ACC’s plan to shift a proposed petrol tax increase onto the motor vehicle levy doesn’t change the fact that it would hurt Kiwis who are already suffering from the Labour-led Government’s ill-thought out policies, National’s ACC spokesperson Tim Macindoe says.
“New Zealand motorists might have thought ACC’s decision to drop a proposed petrol levy was good news, but it’s far from it. ACC has simply shifted the ratio funding around so Kiwis will still have to pay the proposed increase, just at the time they pay their registration rather than at the pump.
“This is despite the Minister saying that ACC would have to make a ‘very, very strong case’ to increase the fuel levy which he also wouldn’t rule out. It now seems ACC is still looking to claim the tax from motorists by increasing the motor vehicle levy by 12 per cent.
“A tax hike on Kiwis already battling with the rising cost of living is still a tax hike, no matter how the Labour-led Government and ACC Minister Iain Lees-Galloway try to hide it.
“This might suit the Labour-led Government just fine, as it seeks to avoid the public relations challenge of yet another levy on top of the ones they’ve already piled on at the pump.
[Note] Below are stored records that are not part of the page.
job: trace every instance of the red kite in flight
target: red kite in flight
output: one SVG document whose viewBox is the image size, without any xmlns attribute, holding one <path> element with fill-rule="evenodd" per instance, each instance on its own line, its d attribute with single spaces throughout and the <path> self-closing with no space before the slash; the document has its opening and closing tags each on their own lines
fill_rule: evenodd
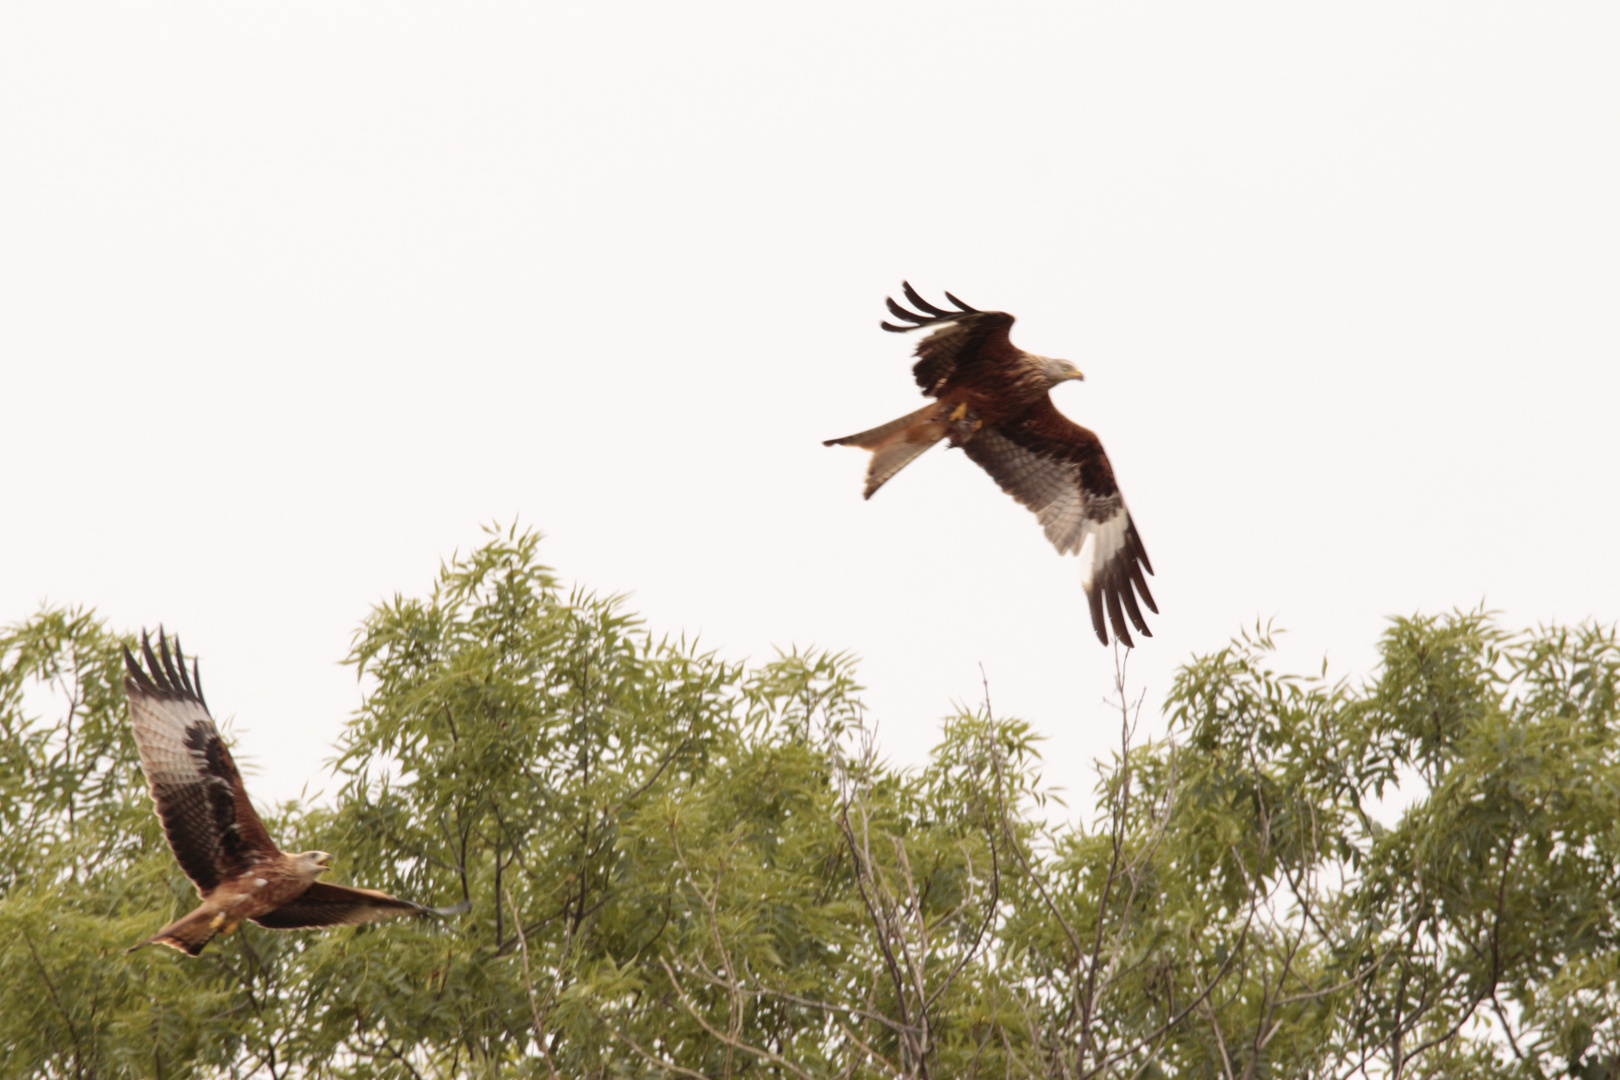
<svg viewBox="0 0 1620 1080">
<path fill-rule="evenodd" d="M 145 670 L 124 649 L 124 692 L 135 745 L 169 847 L 202 894 L 202 903 L 131 951 L 159 944 L 196 956 L 215 934 L 229 934 L 243 919 L 291 930 L 465 910 L 426 908 L 375 889 L 315 880 L 331 869 L 332 856 L 324 851 L 289 855 L 270 839 L 203 702 L 196 661 L 186 671 L 180 639 L 175 639 L 171 656 L 168 640 L 158 631 L 154 654 L 142 634 L 141 651 Z"/>
<path fill-rule="evenodd" d="M 859 446 L 872 451 L 866 470 L 866 497 L 941 439 L 960 446 L 989 473 L 1001 490 L 1035 512 L 1046 538 L 1064 555 L 1085 564 L 1082 584 L 1091 603 L 1091 625 L 1104 645 L 1108 629 L 1130 646 L 1131 625 L 1152 637 L 1137 597 L 1158 614 L 1142 571 L 1153 573 L 1142 538 L 1125 509 L 1114 470 L 1096 435 L 1057 411 L 1049 391 L 1060 382 L 1083 379 L 1067 360 L 1036 356 L 1007 337 L 1013 317 L 1003 311 L 970 308 L 950 293 L 955 311 L 935 307 L 909 284 L 901 283 L 917 311 L 894 300 L 889 310 L 908 326 L 884 323 L 903 334 L 924 327 L 933 332 L 917 343 L 912 374 L 923 393 L 936 399 L 908 416 L 871 431 L 828 439 L 827 446 Z"/>
</svg>

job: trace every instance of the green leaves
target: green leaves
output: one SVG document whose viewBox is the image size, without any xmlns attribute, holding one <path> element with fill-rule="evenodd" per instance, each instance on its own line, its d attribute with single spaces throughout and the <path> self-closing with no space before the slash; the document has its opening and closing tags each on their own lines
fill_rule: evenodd
<svg viewBox="0 0 1620 1080">
<path fill-rule="evenodd" d="M 118 639 L 0 634 L 0 1077 L 1614 1075 L 1612 630 L 1398 619 L 1351 685 L 1256 629 L 1064 820 L 1035 726 L 896 769 L 849 657 L 655 639 L 538 543 L 371 614 L 335 800 L 267 815 L 444 919 L 125 955 L 194 894 Z"/>
</svg>

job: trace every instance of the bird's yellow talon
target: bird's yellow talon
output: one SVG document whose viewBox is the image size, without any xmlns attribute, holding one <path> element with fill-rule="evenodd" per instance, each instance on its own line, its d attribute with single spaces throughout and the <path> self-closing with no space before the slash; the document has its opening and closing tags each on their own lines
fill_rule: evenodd
<svg viewBox="0 0 1620 1080">
<path fill-rule="evenodd" d="M 967 415 L 967 411 L 968 411 L 967 402 L 964 401 L 964 402 L 962 402 L 962 404 L 958 405 L 955 409 L 953 409 L 951 411 L 951 419 L 952 420 L 960 420 L 960 419 L 962 419 L 962 417 Z"/>
</svg>

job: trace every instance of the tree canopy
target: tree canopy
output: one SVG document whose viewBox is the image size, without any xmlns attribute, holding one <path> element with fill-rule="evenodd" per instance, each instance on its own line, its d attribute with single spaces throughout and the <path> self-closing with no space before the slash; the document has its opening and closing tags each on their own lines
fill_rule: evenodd
<svg viewBox="0 0 1620 1080">
<path fill-rule="evenodd" d="M 192 903 L 123 702 L 126 640 L 0 632 L 0 1076 L 1620 1075 L 1620 644 L 1393 620 L 1365 681 L 1264 631 L 1190 660 L 1094 808 L 989 702 L 881 754 L 854 665 L 756 666 L 565 592 L 493 534 L 348 657 L 335 793 L 284 847 L 440 922 Z"/>
</svg>

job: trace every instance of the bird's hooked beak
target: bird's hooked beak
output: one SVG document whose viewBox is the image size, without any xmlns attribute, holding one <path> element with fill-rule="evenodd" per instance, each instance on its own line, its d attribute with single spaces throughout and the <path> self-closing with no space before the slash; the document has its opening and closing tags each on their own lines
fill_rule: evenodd
<svg viewBox="0 0 1620 1080">
<path fill-rule="evenodd" d="M 325 851 L 317 851 L 315 853 L 315 865 L 322 870 L 332 869 L 332 856 Z"/>
<path fill-rule="evenodd" d="M 1086 380 L 1085 372 L 1081 371 L 1079 368 L 1075 367 L 1073 364 L 1069 363 L 1067 360 L 1063 361 L 1063 369 L 1064 369 L 1063 370 L 1064 378 L 1067 378 L 1067 379 L 1079 379 L 1081 382 L 1085 382 L 1085 380 Z"/>
</svg>

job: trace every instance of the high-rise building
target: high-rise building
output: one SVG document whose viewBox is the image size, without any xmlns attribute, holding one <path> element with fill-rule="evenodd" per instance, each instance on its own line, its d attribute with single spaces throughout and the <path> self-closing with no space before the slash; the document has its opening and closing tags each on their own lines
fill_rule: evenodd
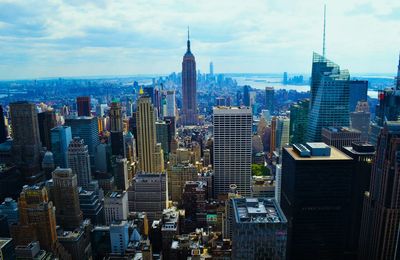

But it does nothing to alleviate the pain Kiwis are feeling with the rising costs of day-to-day living.
“These moves would begin to reverse the significant reductions made by the previous National Government who brought the motor vehicle levy down from $335 in 2013 to $114 in 2017.
“The ACC Minister needs to front up to New Zealanders on what changes he will make to the ACC levies and refrain from dialling up costs on Kiwi families even further.”